Zdarzały się jednak miłe niespodzianki. Nie tylko pojedyncze świetne mecze z silnymi
rywalami, ale całe zwycięskie serie, jak triumfy Widzewa Łódź, który w latach
osiemdziesiątych ogrywał w Pucharze Europy Manchester City, Manchester United i Liver-
pool. W osiemdziesiątym trzecim łodzianie przegrali dopiero w półfinale z Juventusem
Turyn. Ale polska piłka coraz rzadziej dorastała do poziomu trzeciej drużyny świata, na
jaki wspięła się reprezentacja i na jakim znajdowała się przez kilkanaście lat, od początku
lat siedemdziesiątych do połowy osiemdziesiątych. Sukcesy Widzewa zamykały złoty wiek
polskiej piłki.
Jego zapowiedzią były natomiast największe sukcesy polskich drużyn klubowych. W roku
siedemdziesiątym Górnik Zabrze zagrał w finale Pucharu Zdobywców Pucharów, a Legia
doszła do półfinału Pucharu Europy Mistrzów Klubowych.

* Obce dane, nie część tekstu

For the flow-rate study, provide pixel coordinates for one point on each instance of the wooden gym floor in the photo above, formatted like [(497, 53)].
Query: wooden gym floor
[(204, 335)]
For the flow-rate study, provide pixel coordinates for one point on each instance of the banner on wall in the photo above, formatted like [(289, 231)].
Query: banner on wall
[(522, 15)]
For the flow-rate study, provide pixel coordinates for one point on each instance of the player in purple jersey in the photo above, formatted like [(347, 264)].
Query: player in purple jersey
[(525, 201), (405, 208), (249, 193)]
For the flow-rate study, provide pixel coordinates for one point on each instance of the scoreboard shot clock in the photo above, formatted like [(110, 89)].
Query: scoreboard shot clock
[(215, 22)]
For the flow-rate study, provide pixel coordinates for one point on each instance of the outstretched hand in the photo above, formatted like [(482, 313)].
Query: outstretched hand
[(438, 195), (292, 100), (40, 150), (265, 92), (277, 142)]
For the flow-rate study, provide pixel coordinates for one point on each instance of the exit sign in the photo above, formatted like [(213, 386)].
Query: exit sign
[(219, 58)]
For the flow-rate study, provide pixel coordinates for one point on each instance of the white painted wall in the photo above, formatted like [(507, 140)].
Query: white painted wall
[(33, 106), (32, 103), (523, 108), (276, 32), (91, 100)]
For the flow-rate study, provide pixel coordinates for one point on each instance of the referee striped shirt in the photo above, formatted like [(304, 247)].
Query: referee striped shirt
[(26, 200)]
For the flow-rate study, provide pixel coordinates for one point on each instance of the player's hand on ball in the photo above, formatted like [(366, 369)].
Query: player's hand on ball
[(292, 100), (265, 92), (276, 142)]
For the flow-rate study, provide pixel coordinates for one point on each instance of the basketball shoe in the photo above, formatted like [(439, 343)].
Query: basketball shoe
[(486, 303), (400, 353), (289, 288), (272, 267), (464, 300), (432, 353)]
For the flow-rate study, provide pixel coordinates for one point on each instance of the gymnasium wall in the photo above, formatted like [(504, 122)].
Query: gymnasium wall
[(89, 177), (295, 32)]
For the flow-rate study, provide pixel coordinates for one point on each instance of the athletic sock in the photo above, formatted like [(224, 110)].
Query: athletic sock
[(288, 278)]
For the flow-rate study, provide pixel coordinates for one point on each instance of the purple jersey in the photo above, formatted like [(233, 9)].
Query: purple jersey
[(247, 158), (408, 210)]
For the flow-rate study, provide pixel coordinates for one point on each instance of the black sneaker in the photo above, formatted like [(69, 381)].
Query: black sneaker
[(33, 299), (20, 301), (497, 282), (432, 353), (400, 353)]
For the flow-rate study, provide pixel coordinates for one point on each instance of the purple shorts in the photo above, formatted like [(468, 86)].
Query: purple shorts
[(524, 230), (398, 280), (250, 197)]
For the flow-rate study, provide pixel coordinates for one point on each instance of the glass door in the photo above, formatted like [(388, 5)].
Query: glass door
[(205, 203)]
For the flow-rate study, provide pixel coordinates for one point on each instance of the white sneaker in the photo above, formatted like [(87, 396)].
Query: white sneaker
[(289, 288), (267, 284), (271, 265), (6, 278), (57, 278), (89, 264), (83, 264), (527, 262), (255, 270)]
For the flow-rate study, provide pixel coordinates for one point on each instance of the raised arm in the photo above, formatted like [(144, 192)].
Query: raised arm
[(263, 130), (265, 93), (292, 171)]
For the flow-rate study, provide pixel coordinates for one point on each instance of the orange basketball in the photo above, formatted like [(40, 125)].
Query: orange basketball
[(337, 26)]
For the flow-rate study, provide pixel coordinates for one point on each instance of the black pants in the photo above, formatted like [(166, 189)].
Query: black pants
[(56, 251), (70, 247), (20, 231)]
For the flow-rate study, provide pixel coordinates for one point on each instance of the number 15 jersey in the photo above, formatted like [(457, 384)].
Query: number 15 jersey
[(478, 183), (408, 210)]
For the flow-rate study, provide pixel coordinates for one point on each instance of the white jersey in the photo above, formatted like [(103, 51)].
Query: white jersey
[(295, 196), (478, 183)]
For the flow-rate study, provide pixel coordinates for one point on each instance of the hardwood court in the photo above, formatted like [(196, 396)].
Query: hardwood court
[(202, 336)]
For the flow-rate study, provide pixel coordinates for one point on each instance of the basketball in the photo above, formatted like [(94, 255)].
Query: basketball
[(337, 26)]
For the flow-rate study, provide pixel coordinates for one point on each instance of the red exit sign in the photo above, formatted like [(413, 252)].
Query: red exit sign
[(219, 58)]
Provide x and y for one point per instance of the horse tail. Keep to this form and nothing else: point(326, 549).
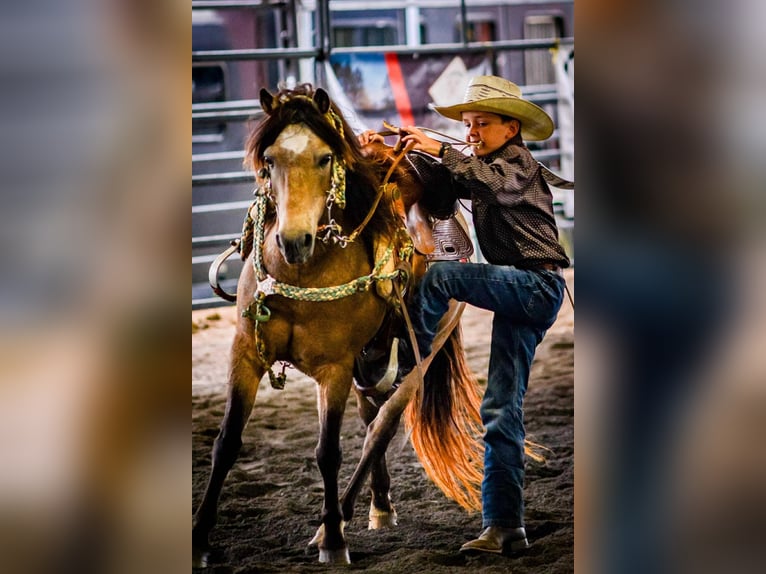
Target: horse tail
point(445, 425)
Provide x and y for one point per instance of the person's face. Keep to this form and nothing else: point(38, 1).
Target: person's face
point(489, 129)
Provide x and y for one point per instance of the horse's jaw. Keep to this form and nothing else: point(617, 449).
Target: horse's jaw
point(296, 248)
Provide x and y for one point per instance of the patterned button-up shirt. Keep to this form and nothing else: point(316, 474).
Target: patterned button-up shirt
point(512, 205)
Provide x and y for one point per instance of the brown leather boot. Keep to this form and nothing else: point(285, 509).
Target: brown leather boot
point(497, 540)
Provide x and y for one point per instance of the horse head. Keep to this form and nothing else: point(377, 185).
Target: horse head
point(300, 152)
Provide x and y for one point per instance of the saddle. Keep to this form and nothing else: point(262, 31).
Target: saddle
point(439, 232)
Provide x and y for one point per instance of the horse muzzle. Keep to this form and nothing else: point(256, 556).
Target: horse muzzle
point(296, 247)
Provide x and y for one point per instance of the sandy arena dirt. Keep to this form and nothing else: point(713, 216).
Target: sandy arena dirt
point(272, 499)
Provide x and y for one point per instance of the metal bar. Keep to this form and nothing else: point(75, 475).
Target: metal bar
point(402, 49)
point(233, 116)
point(213, 207)
point(207, 240)
point(231, 177)
point(217, 156)
point(227, 105)
point(454, 48)
point(214, 5)
point(464, 22)
point(251, 54)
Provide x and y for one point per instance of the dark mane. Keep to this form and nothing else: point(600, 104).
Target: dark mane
point(363, 176)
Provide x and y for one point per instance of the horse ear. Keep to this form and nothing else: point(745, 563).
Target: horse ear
point(266, 101)
point(322, 100)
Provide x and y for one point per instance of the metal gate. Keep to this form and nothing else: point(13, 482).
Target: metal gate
point(239, 46)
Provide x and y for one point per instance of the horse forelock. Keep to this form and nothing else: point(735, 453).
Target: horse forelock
point(363, 175)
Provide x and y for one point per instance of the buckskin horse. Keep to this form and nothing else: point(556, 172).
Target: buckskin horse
point(312, 296)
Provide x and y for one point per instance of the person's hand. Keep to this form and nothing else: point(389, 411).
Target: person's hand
point(421, 140)
point(368, 137)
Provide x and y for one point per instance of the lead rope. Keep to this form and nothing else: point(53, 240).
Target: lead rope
point(267, 285)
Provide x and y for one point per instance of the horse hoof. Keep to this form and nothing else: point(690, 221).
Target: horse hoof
point(382, 519)
point(334, 556)
point(200, 558)
point(318, 537)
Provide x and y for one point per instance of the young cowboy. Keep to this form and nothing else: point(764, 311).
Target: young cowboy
point(521, 282)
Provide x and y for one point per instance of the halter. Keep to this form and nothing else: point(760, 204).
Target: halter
point(254, 230)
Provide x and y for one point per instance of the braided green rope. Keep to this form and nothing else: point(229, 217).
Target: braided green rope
point(267, 285)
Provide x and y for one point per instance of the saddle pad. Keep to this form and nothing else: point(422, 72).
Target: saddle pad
point(451, 241)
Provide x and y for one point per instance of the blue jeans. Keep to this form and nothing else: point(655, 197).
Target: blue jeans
point(525, 304)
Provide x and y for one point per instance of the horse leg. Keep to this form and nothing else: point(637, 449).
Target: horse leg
point(332, 390)
point(245, 373)
point(382, 512)
point(383, 428)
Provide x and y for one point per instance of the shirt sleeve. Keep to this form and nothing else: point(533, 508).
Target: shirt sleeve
point(501, 182)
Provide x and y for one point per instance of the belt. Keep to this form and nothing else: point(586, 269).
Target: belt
point(552, 267)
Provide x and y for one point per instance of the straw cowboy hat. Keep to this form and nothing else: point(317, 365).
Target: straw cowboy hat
point(499, 96)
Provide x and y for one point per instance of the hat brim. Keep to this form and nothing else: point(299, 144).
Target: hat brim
point(536, 124)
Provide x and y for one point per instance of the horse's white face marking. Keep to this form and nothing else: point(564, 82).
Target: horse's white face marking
point(294, 138)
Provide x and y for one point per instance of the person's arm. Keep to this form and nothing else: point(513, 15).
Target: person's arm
point(502, 182)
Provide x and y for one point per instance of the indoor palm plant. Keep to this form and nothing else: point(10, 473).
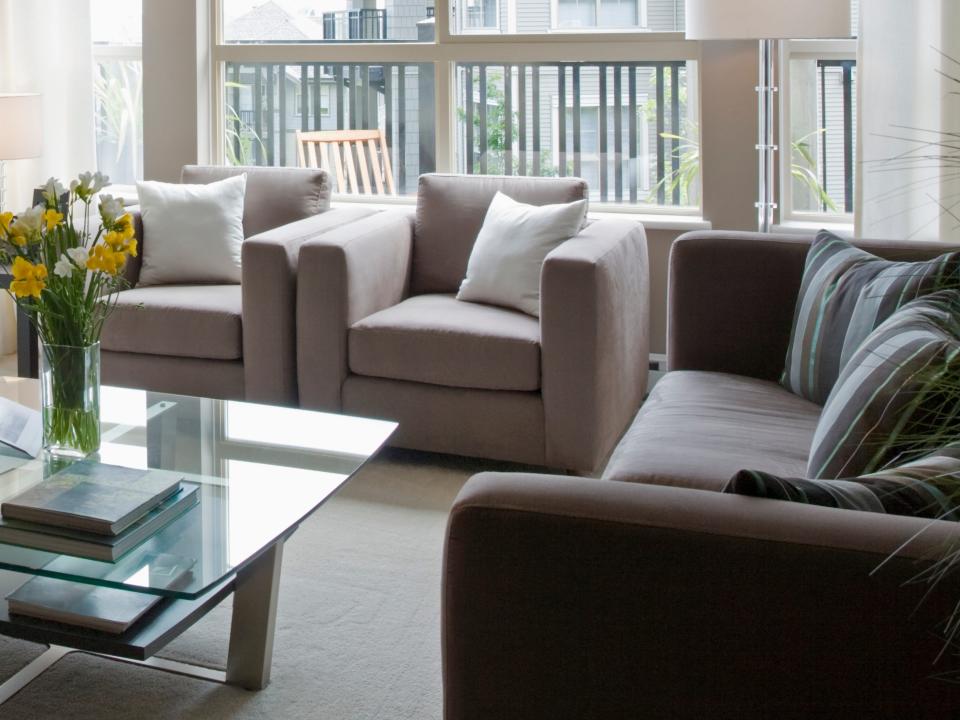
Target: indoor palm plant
point(65, 278)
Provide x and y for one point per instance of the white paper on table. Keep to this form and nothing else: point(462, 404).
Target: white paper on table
point(21, 428)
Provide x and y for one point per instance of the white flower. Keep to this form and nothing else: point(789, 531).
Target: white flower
point(110, 208)
point(31, 220)
point(63, 267)
point(52, 190)
point(79, 256)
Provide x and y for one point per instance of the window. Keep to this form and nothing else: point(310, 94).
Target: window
point(480, 15)
point(118, 88)
point(601, 14)
point(477, 89)
point(819, 111)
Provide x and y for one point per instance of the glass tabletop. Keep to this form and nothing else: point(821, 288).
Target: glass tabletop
point(260, 470)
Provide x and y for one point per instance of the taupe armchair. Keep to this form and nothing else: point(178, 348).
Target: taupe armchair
point(380, 333)
point(226, 341)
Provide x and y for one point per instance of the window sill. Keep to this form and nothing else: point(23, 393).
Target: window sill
point(811, 227)
point(651, 221)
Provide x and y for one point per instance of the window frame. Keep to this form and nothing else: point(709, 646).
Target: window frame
point(844, 49)
point(447, 49)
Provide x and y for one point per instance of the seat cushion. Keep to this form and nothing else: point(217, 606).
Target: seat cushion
point(201, 321)
point(697, 429)
point(440, 340)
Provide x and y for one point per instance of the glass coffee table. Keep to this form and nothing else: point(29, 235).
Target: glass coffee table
point(262, 470)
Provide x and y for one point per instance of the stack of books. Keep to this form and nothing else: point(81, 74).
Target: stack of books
point(95, 511)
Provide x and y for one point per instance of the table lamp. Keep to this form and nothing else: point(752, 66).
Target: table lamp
point(20, 135)
point(766, 21)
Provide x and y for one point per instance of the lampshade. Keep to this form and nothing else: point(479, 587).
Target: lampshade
point(767, 19)
point(20, 135)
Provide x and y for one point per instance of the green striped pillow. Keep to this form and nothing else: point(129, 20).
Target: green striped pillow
point(899, 393)
point(844, 295)
point(924, 488)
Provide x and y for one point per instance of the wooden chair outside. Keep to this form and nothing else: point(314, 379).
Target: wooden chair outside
point(354, 153)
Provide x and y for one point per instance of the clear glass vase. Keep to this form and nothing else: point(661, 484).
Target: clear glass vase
point(70, 388)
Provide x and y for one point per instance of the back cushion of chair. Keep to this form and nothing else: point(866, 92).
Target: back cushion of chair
point(450, 212)
point(274, 197)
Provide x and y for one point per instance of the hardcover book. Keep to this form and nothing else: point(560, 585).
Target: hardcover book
point(93, 497)
point(106, 609)
point(107, 548)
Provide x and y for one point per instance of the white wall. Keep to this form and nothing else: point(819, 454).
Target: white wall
point(176, 127)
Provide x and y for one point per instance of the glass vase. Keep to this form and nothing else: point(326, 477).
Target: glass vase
point(70, 390)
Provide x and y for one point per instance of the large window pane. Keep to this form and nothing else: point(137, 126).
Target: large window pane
point(627, 128)
point(267, 103)
point(118, 88)
point(538, 16)
point(822, 143)
point(317, 21)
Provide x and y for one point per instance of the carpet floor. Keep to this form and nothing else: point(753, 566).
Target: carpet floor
point(358, 624)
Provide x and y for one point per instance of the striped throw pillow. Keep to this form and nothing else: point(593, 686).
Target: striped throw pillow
point(900, 389)
point(844, 295)
point(926, 488)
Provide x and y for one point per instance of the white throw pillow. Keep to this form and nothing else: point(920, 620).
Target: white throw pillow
point(504, 267)
point(193, 233)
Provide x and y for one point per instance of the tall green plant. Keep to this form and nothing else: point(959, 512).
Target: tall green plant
point(687, 150)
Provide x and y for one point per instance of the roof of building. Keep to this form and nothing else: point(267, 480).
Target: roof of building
point(270, 22)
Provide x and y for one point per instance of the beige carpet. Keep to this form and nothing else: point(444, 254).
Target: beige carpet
point(358, 633)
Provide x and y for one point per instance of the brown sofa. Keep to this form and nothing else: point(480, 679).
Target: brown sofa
point(648, 593)
point(380, 333)
point(227, 341)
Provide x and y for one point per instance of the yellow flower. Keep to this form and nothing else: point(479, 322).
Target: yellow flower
point(18, 235)
point(28, 279)
point(104, 259)
point(52, 218)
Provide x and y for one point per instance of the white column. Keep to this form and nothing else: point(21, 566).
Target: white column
point(176, 89)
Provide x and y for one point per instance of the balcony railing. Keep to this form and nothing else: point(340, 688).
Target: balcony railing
point(364, 24)
point(622, 126)
point(396, 97)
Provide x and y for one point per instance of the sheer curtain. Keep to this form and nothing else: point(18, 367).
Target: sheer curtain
point(45, 47)
point(909, 108)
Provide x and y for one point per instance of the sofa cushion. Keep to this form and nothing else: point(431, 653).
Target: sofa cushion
point(201, 321)
point(699, 428)
point(507, 258)
point(275, 196)
point(439, 340)
point(922, 488)
point(450, 212)
point(845, 294)
point(896, 395)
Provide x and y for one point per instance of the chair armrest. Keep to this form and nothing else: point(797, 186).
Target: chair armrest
point(269, 262)
point(575, 597)
point(346, 275)
point(594, 320)
point(734, 290)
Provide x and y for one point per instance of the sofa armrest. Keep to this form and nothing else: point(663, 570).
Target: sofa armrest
point(594, 320)
point(269, 287)
point(732, 296)
point(345, 276)
point(575, 597)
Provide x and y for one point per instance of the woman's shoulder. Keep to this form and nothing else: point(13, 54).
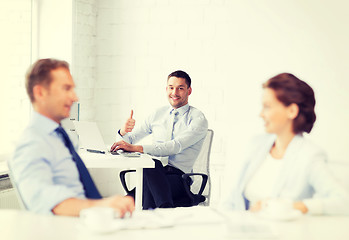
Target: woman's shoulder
point(311, 147)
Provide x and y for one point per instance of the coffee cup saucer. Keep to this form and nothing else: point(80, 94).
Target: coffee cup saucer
point(291, 214)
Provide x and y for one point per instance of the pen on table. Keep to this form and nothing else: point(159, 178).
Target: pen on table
point(95, 151)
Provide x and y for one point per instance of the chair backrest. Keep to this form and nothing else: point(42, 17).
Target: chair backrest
point(14, 185)
point(202, 165)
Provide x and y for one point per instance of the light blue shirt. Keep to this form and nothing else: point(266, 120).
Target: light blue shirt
point(42, 167)
point(189, 133)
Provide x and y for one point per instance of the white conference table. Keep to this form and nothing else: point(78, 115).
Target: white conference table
point(98, 160)
point(188, 223)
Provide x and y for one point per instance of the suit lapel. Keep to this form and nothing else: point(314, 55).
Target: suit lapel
point(288, 165)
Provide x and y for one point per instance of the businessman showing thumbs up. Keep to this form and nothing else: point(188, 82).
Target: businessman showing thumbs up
point(178, 132)
point(129, 125)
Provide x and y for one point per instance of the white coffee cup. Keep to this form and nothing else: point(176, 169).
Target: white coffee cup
point(98, 218)
point(277, 206)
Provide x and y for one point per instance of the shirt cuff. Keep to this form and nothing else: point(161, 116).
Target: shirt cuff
point(315, 206)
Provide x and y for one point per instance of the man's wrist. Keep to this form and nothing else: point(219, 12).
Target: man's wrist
point(121, 133)
point(139, 148)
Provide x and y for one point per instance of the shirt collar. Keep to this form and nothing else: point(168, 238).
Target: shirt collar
point(43, 123)
point(181, 110)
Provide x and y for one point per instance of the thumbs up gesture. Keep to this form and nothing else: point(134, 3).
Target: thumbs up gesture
point(129, 125)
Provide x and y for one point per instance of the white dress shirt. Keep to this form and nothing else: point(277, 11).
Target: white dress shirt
point(304, 176)
point(42, 167)
point(189, 132)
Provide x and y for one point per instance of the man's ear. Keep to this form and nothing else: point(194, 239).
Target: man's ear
point(293, 111)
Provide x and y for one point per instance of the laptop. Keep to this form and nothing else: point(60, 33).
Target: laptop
point(91, 139)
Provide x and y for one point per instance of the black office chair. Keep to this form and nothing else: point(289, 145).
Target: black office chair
point(197, 190)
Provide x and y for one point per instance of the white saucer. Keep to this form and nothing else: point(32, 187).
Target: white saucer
point(108, 229)
point(290, 215)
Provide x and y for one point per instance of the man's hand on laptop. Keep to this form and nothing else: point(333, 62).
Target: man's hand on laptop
point(126, 147)
point(121, 204)
point(129, 125)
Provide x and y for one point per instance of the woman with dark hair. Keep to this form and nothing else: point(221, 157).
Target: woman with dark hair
point(284, 164)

Półfinałowy mecz Legii z rotterdamskim Feyenoordem obrósł legendą nie z powodów
sportowych, lecz politycznych i obyczajowych. W pierwszym meczu, w Warszawie, padł
bezbramkowy remis. Do Rotterdamu legioniści jechali pewni siebie po wygraną dającą
awans do finału. Przegrali 2:0, ale nie wynik był ważny. Mówiło się, że drużyna zagrała
słabo, a zawodnicy wydawali się rozkojarzeni, ponieważ nad Żmijewskim i Grotyńskim
zawisło widmo aresztu za próbę przemytu.
Jeszcze na lotnisku w Warszawie, po odprawie paszportowej, zawiadomieni przez
Służbę Bezpieczeństwa celnicy zaprowadzili dwóch piłkarzy na kontrolę osobistą
i znaleźli trefną gotówkę. Trzy tysiące amerykańskich dolarów. Na tamte czasy prawdziwa
fortuna. Waluty nie wolno było wywozić z kraju bez pozwolenia, a nawet wpłacając na
bankowe konto, należało udowodnić, że została zarobiona zgodnie z obowiązującym,
komunistycznym prawem. Cinkciarze, którzy sprzedali pieniądze piłkarzom, natychmiast
donieśli o tym odpowiednim służbom. Po długim zamieszaniu podlegająca Ministerstwu
Spraw Wewnętrznych służba graniczna wypuściła całą drużynę i zawodnicy polecieli do
Holandii na mecz z Feyenoordem. Na boisku nie myśleli jednak o meczu, ale o możliwych
konsekwencjach walutowej kontrabandy. I o tajniakach, którzy pojechali z piłkarzami do
Holandii pilnować, żeby żadnemu ze sportowców nie przyszła do głowy ucieczka na zgniły
Zachód. Po meczu piłkarze wrócili do Warszawy w komplecie. W autobusie brakowało za
to kilku tajniaków. To oni wybrali wolność.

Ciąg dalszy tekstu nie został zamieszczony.